I procuratori di Stato sostengono che Google avrebbe fatto pagare prezzi eccessivi per le inserzioni che posizionava in vari punti della rete, estromettendo gli eventuali rivali che minacciavano la posizione dominante dell’azienda. In più, Google avrebbe stretto un accordo con Facebook per porre fine alla concorrenza di quest’ultimo nelle inserzioni pubblicitarie.

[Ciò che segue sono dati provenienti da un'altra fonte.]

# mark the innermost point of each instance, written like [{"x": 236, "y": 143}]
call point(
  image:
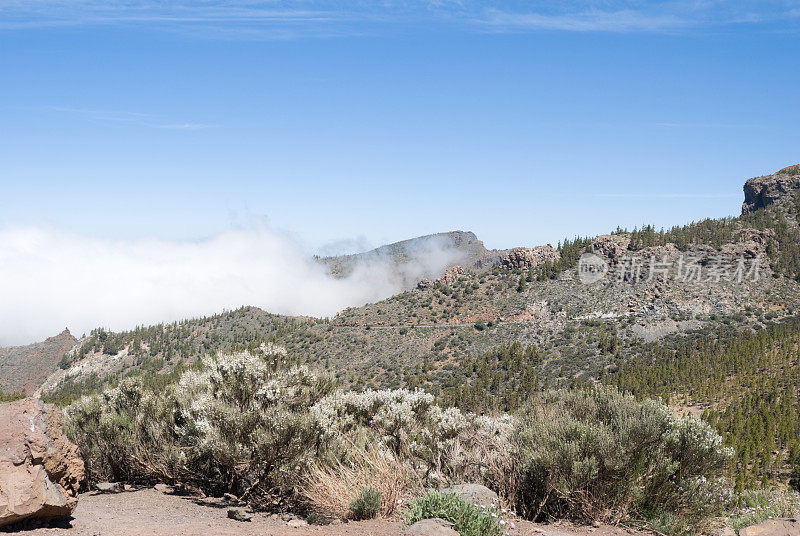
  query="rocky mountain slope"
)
[
  {"x": 647, "y": 287},
  {"x": 418, "y": 258},
  {"x": 650, "y": 286},
  {"x": 24, "y": 368}
]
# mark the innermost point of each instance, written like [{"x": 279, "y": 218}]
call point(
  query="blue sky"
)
[{"x": 351, "y": 124}]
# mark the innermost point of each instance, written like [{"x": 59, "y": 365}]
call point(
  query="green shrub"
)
[
  {"x": 10, "y": 397},
  {"x": 366, "y": 505},
  {"x": 794, "y": 479},
  {"x": 241, "y": 424},
  {"x": 467, "y": 519},
  {"x": 599, "y": 454},
  {"x": 753, "y": 507}
]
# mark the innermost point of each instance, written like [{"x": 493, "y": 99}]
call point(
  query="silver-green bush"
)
[
  {"x": 600, "y": 454},
  {"x": 240, "y": 424},
  {"x": 467, "y": 519}
]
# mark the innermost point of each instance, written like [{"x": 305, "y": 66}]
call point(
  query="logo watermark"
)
[{"x": 686, "y": 268}]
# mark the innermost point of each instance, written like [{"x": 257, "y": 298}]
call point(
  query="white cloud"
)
[
  {"x": 293, "y": 19},
  {"x": 131, "y": 118},
  {"x": 51, "y": 279}
]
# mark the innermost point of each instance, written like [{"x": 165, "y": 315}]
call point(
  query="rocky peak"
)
[
  {"x": 527, "y": 258},
  {"x": 760, "y": 192}
]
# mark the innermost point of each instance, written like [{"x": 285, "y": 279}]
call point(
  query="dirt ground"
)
[{"x": 148, "y": 512}]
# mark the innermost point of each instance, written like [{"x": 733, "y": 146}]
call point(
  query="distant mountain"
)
[
  {"x": 24, "y": 368},
  {"x": 706, "y": 315},
  {"x": 536, "y": 297},
  {"x": 417, "y": 258}
]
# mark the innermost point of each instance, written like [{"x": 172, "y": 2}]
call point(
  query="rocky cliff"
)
[
  {"x": 24, "y": 368},
  {"x": 779, "y": 187}
]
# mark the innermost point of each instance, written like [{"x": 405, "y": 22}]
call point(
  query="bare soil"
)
[{"x": 147, "y": 512}]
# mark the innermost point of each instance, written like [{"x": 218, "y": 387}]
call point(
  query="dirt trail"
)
[{"x": 148, "y": 512}]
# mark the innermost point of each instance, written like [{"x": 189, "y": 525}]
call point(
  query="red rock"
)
[{"x": 40, "y": 470}]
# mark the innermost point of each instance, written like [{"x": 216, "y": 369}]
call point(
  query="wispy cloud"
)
[
  {"x": 590, "y": 21},
  {"x": 291, "y": 19},
  {"x": 706, "y": 125},
  {"x": 132, "y": 118},
  {"x": 666, "y": 196}
]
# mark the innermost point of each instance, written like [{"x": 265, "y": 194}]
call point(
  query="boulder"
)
[
  {"x": 239, "y": 514},
  {"x": 164, "y": 488},
  {"x": 40, "y": 470},
  {"x": 474, "y": 493},
  {"x": 773, "y": 527},
  {"x": 431, "y": 527},
  {"x": 109, "y": 487}
]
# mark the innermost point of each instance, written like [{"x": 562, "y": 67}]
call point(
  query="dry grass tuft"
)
[{"x": 331, "y": 489}]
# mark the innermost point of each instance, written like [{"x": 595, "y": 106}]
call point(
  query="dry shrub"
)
[
  {"x": 484, "y": 453},
  {"x": 331, "y": 488}
]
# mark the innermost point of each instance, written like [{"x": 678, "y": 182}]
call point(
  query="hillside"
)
[
  {"x": 713, "y": 302},
  {"x": 417, "y": 258},
  {"x": 24, "y": 368},
  {"x": 742, "y": 273}
]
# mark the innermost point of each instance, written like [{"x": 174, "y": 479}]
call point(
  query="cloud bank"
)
[
  {"x": 50, "y": 279},
  {"x": 293, "y": 19}
]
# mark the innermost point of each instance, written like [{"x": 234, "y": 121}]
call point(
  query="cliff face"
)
[
  {"x": 760, "y": 192},
  {"x": 24, "y": 368}
]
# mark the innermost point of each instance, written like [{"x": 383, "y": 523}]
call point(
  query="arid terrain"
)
[{"x": 147, "y": 512}]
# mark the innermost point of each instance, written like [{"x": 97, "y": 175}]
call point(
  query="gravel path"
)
[{"x": 147, "y": 512}]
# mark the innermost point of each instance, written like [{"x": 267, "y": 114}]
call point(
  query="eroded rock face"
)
[
  {"x": 612, "y": 246},
  {"x": 451, "y": 275},
  {"x": 760, "y": 192},
  {"x": 527, "y": 258},
  {"x": 40, "y": 470}
]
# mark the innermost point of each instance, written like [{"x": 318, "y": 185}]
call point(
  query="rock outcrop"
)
[
  {"x": 431, "y": 527},
  {"x": 527, "y": 258},
  {"x": 475, "y": 493},
  {"x": 760, "y": 192},
  {"x": 40, "y": 470},
  {"x": 612, "y": 246},
  {"x": 451, "y": 275},
  {"x": 25, "y": 368}
]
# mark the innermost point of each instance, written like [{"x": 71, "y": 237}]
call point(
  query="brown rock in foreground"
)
[
  {"x": 773, "y": 527},
  {"x": 431, "y": 527},
  {"x": 40, "y": 470}
]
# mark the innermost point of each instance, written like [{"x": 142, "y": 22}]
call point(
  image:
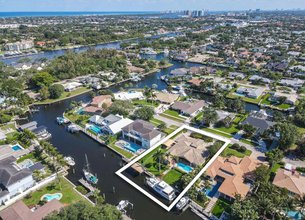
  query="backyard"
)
[
  {"x": 69, "y": 194},
  {"x": 173, "y": 177}
]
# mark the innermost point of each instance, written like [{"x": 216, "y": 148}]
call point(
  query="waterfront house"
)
[
  {"x": 236, "y": 75},
  {"x": 96, "y": 119},
  {"x": 113, "y": 124},
  {"x": 291, "y": 180},
  {"x": 189, "y": 108},
  {"x": 13, "y": 179},
  {"x": 71, "y": 86},
  {"x": 261, "y": 124},
  {"x": 294, "y": 83},
  {"x": 142, "y": 133},
  {"x": 98, "y": 104},
  {"x": 166, "y": 98},
  {"x": 19, "y": 211},
  {"x": 256, "y": 78},
  {"x": 130, "y": 95},
  {"x": 192, "y": 150},
  {"x": 250, "y": 92},
  {"x": 233, "y": 174},
  {"x": 180, "y": 72}
]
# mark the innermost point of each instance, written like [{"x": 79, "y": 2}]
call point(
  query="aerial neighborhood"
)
[{"x": 197, "y": 113}]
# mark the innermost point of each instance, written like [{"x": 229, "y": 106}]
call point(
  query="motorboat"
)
[
  {"x": 70, "y": 161},
  {"x": 161, "y": 187},
  {"x": 89, "y": 177},
  {"x": 62, "y": 120},
  {"x": 182, "y": 203}
]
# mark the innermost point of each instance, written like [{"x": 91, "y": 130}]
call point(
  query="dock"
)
[{"x": 85, "y": 184}]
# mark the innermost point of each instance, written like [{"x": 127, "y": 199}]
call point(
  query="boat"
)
[
  {"x": 89, "y": 177},
  {"x": 182, "y": 202},
  {"x": 161, "y": 187},
  {"x": 122, "y": 205},
  {"x": 73, "y": 128},
  {"x": 62, "y": 120},
  {"x": 70, "y": 161}
]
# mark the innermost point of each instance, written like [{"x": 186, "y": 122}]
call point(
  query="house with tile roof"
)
[
  {"x": 142, "y": 133},
  {"x": 291, "y": 180},
  {"x": 233, "y": 174}
]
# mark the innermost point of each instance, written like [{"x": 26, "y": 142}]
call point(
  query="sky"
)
[{"x": 145, "y": 5}]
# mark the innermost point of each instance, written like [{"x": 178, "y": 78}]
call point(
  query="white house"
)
[
  {"x": 142, "y": 133},
  {"x": 13, "y": 179},
  {"x": 130, "y": 95}
]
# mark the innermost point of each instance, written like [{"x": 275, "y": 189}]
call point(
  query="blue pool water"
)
[
  {"x": 184, "y": 167},
  {"x": 95, "y": 129},
  {"x": 212, "y": 191},
  {"x": 16, "y": 148},
  {"x": 132, "y": 147},
  {"x": 48, "y": 198}
]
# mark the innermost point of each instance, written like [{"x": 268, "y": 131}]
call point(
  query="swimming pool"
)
[
  {"x": 131, "y": 147},
  {"x": 16, "y": 147},
  {"x": 49, "y": 197},
  {"x": 184, "y": 167},
  {"x": 95, "y": 129},
  {"x": 294, "y": 215},
  {"x": 212, "y": 191}
]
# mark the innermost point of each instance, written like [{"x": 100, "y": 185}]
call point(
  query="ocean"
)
[{"x": 72, "y": 13}]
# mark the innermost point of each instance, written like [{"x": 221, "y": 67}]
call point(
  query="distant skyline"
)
[{"x": 145, "y": 5}]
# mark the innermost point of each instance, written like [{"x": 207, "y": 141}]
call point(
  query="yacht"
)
[
  {"x": 70, "y": 161},
  {"x": 182, "y": 203},
  {"x": 88, "y": 175},
  {"x": 161, "y": 187}
]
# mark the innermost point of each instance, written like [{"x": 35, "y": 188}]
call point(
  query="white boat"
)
[
  {"x": 70, "y": 161},
  {"x": 182, "y": 203},
  {"x": 122, "y": 205},
  {"x": 161, "y": 187},
  {"x": 73, "y": 128},
  {"x": 62, "y": 120},
  {"x": 89, "y": 176}
]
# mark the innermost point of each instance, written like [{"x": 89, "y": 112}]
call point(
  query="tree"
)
[
  {"x": 42, "y": 79},
  {"x": 56, "y": 91},
  {"x": 244, "y": 209},
  {"x": 249, "y": 130},
  {"x": 274, "y": 156},
  {"x": 262, "y": 174},
  {"x": 145, "y": 113},
  {"x": 44, "y": 93},
  {"x": 209, "y": 116}
]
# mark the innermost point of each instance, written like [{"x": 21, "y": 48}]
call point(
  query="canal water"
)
[{"x": 102, "y": 160}]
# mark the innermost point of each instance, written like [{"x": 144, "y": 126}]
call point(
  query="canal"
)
[{"x": 103, "y": 161}]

L’ufficio di Ken Paxton, procuratore generale del Texas, nell’annunciare il procedimento contro Google su Twitter ha affermato che “Questo Golia di Internet ha usato il proprio potere per manipolare il mercato, distruggere la concorrenza, e danneggiare ‘te’, il consumatore”, in quanto il suo monopolio del mercato del “display advertising soffoca l’innovazione, limita la scelta dei consumatori e riduce la concorrenza”:

È da tempo che su entrambe le sponde dell’oceano le autorità si sono concentrate sul ruolo spropositato che giganti del calibro di Amazon, Apple, Facebook e Google giocano nell’attuale scena economica, ricorda il New York Times, plasmando ogni aspetto o quasi della nostra vita, da come facciamo compere a quale intrattenimento vediamo, o a quali notizie siamo esposti.

Già lo scorso ottobre Google era finito nel mirino del dipartimento di Giustizia e 11 procuratori generali per il proprio monopolio sui motori di ricerca, ma la causa depositata ieri va a toccare Google nel suo punto più sensibile, gli introiti pubblicitari, che rappresentano la maggior parte del fatturato dell’azienda.